Le scénario est découpé de manière à mettre en lumière les événements les plus marquants pour les populations. On voit comment au chaos de la débâcle succède la mise en place de l'ordre allemand, le début de la collaboration entre les représentants du gouvernement de Vichy et les autorités d'occupation, les compromissions de certains pour vivre malgré tout, l'émergence des mouvements de résistance, les mesures anti-juives, l'organisation de la résistance, sa répression, la libération et l'épuration. Cela à travers un certain nombre de personnages dont la psychologie s'affine au fil des épisodes.

L'heure des choix

Tête d'affiche de la série: Robin Renucci qui incarne Daniel Larcher, le maire de Villeneuve, un médecin sans histoire marié à la flamboyante Hortense (Audrey Fleurot). Daniel Larcher est l'archétype du brave homme qui va progressivement être entraîné là où il ne voulait pas aller, c'est-à-dire dans la collaboration, cela au nom de la protection de ses administrés. Il est sans cesse confronté à des choix cornéliens, que ce soit lorsqu'il s'agit de désigner des coupables de sabotage pour éviter une répression aléatoire de la population, de protéger son frère Marcel (un militant du PC clandestin recherché par la Gestapo), ou de sauver son ex-femme du déshonneur à la libération (celle-ci l'avait quitté pour Heinrich Müller, le chef de la Gestapo).

Une pléiade de personnages nouant entre eux des relations complexes et souvent passionnées se déploient autour du maire de Villeneuve tout au long des 60 épisodes. A côté des Larcher, on découvre les Schwartz avec à leur tête Raymond (Thierry Godard), le patron d'une scierie qui fournit les Allemands en matériaux. Il va finir par entrer dans la résistance gaulliste aux côtés de la femme qu'il aime, Marie Germain (Nade Dieu); son épouse, Jeannine (Emmanuelle Bach), convole en secondes noces avec le nouveau maire de Villeneuve, un collaborateur notoire.

Plusieurs lieux clés

La série s'articule autour de plusieurs lieux clés: le commissariat où sévit le collaborateur Jean Marchetti (Nicolas Gob), l'école du village dont le directeur, Jules Bériot (François Loriquet), est secrètement l'un des chefs de la résistance gaulliste, la préfecture, la Gestapo ou encore le maquis.

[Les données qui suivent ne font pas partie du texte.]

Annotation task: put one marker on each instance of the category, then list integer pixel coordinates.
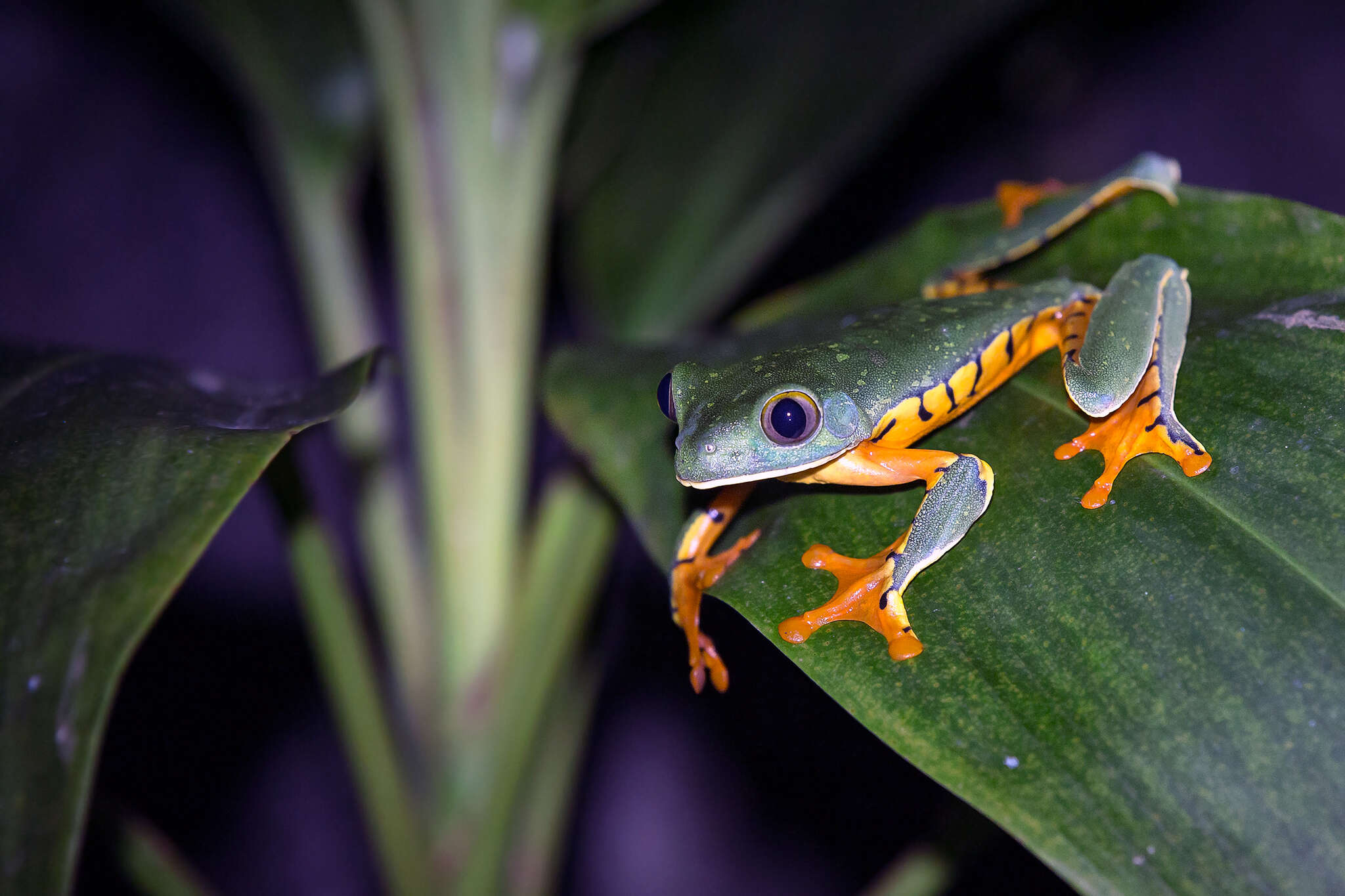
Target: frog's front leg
(958, 489)
(1119, 360)
(694, 570)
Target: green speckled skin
(866, 362)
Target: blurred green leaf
(707, 132)
(1151, 696)
(115, 473)
(301, 69)
(580, 19)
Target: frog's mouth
(764, 475)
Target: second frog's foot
(865, 593)
(1016, 196)
(1139, 426)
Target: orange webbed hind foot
(1016, 196)
(1139, 426)
(865, 593)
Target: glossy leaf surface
(1152, 695)
(115, 473)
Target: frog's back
(912, 367)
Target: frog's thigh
(958, 489)
(1125, 370)
(1046, 221)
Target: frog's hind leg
(1119, 358)
(958, 489)
(1046, 218)
(694, 570)
(1016, 196)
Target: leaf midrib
(1202, 498)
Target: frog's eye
(790, 418)
(666, 396)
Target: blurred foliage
(115, 475)
(707, 132)
(1149, 695)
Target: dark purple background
(133, 218)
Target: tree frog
(841, 402)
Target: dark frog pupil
(789, 419)
(666, 396)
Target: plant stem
(540, 825)
(341, 317)
(353, 689)
(569, 548)
(428, 289)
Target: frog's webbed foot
(1036, 214)
(1016, 196)
(694, 570)
(1151, 296)
(871, 589)
(866, 591)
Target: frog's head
(743, 422)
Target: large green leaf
(115, 473)
(701, 139)
(1151, 695)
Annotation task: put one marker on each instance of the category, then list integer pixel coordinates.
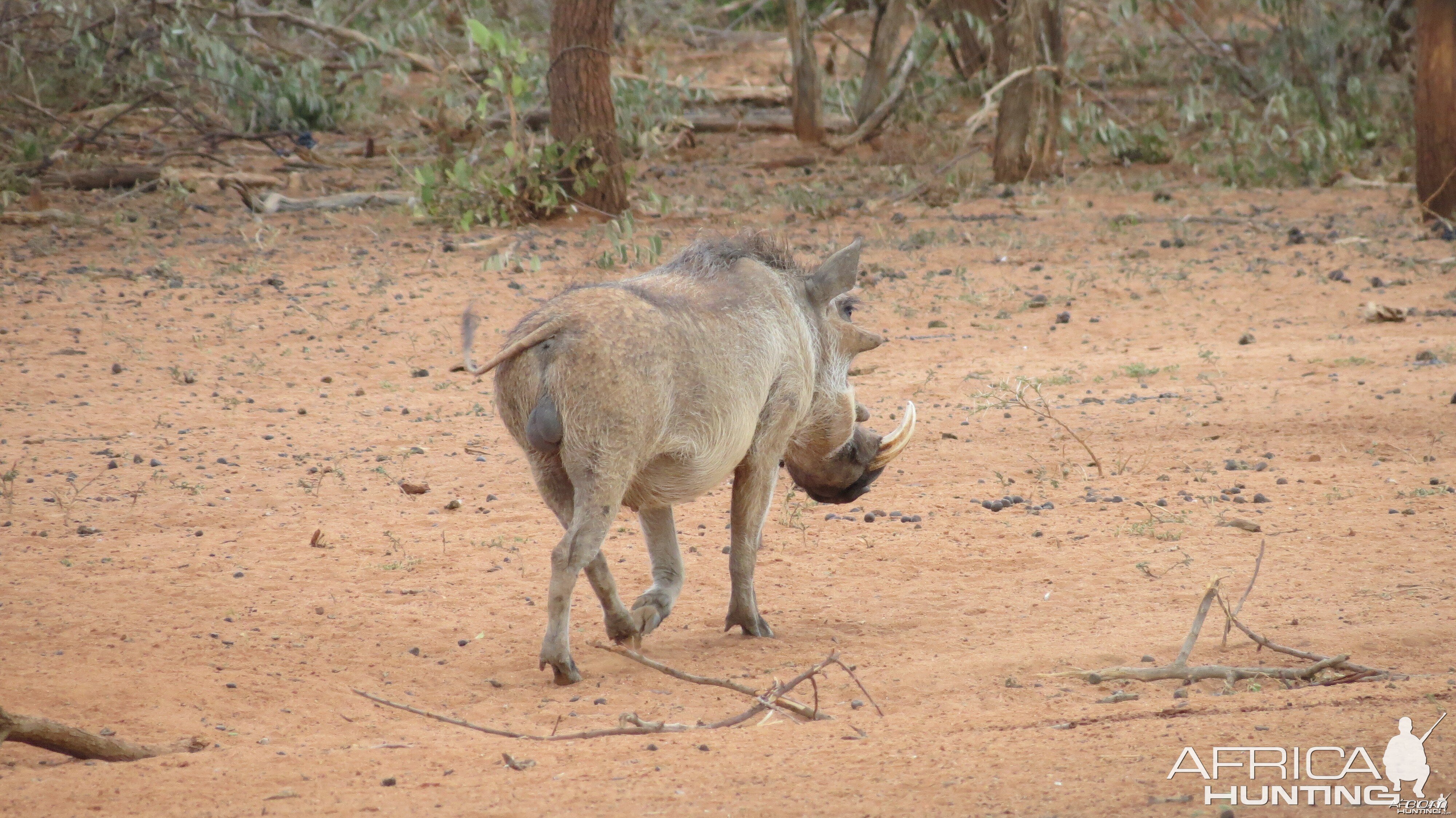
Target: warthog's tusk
(896, 442)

Une pléiade de scénaristes a été mobilisée pour l'écriture des soixante épisodes. Si l'on perçoit à la longue un certain essoufflement, la démarche autant que le résultat sont absolument remarquables. Notons aussi que lors de la diffusion sur France 3, une série documentaire intitulée «Ils y étaient» proposait, en bonus de la fiction, d'entendre des témoins évoquant leurs souvenirs personnels en résonance avec les épisodes.

L'intégralité de la série est désormais disponible sur DVD. La série est également diffusée sur TV5 ainsi que sur la Une et la Trois en Belgique.